Understanding Protein-RNA Recognition Using Alchemical Free Energy Calculations 

Dr. Amit Kumar 

Department of Physics and Astronomy 

Wayne State University  

Time: Tuesday, February 28 at 3:30 pm 

Location: 245 Physics Building  

                                                                                       Abstract 

 Alchemical free energy calculations are increasingly being applied in academic research and the pharmaceutical industry. These methods originate in theories of Kirkwood and Zwanzig, where Kirkwood introduced a coupling parameter approach, and Zwanzig showed that the free energy difference between two states can be computed via an appropriate exponential average of energy differences over an ensemble of configurations. In recent years, alchemical free energy calculations have benefited from improved force fields, new sampling algorithms, and the emergence of parallel computing, which have been shown to yield accurate results.
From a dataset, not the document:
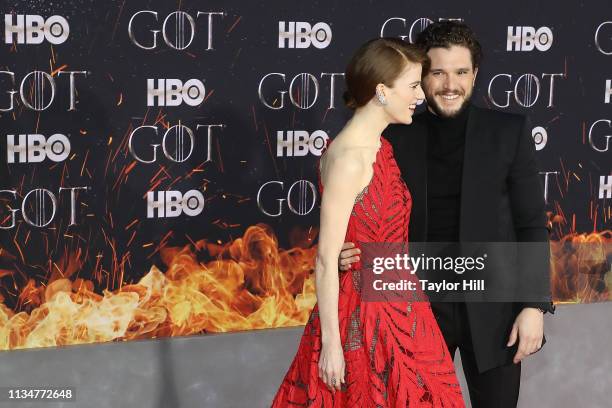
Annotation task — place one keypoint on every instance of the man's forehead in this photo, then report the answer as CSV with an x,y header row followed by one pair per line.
x,y
453,57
These calculations are routinely applied to large-scale free energy calculations for ligand modification, and for testing mutations in amino acids and nucleotides. Modifications introduced in RNA-Protein/peptide complexes using alchemical calculations (i.e., free energy perturbation (FEP) and thermodynamic integration (TI) methods) suggest that the proteins/peptides employ base-specific hydrogen bonding, sugar-phosphate backbone interactions, and cation-pi interactions for the recognition of RNA molecules.  

Bio: Dr. Kumar is a Postdoctoral Researcher in the department of Physics and Astronomy at Wayne State University (WSU). Before joining WSU, I worked as a postdoctoral research associate at the University of New Hampshire and as a senior project engineer at the Indian institute of technology, India. I obtained my Ph.D in computational biophysics from the Indian institute of technology, Guwahati. My research focuses on applying molecular dynamics simulations and alchemical free energy calculations to understand the recognition mechanisms of RNA-Protein/Peptide complexes.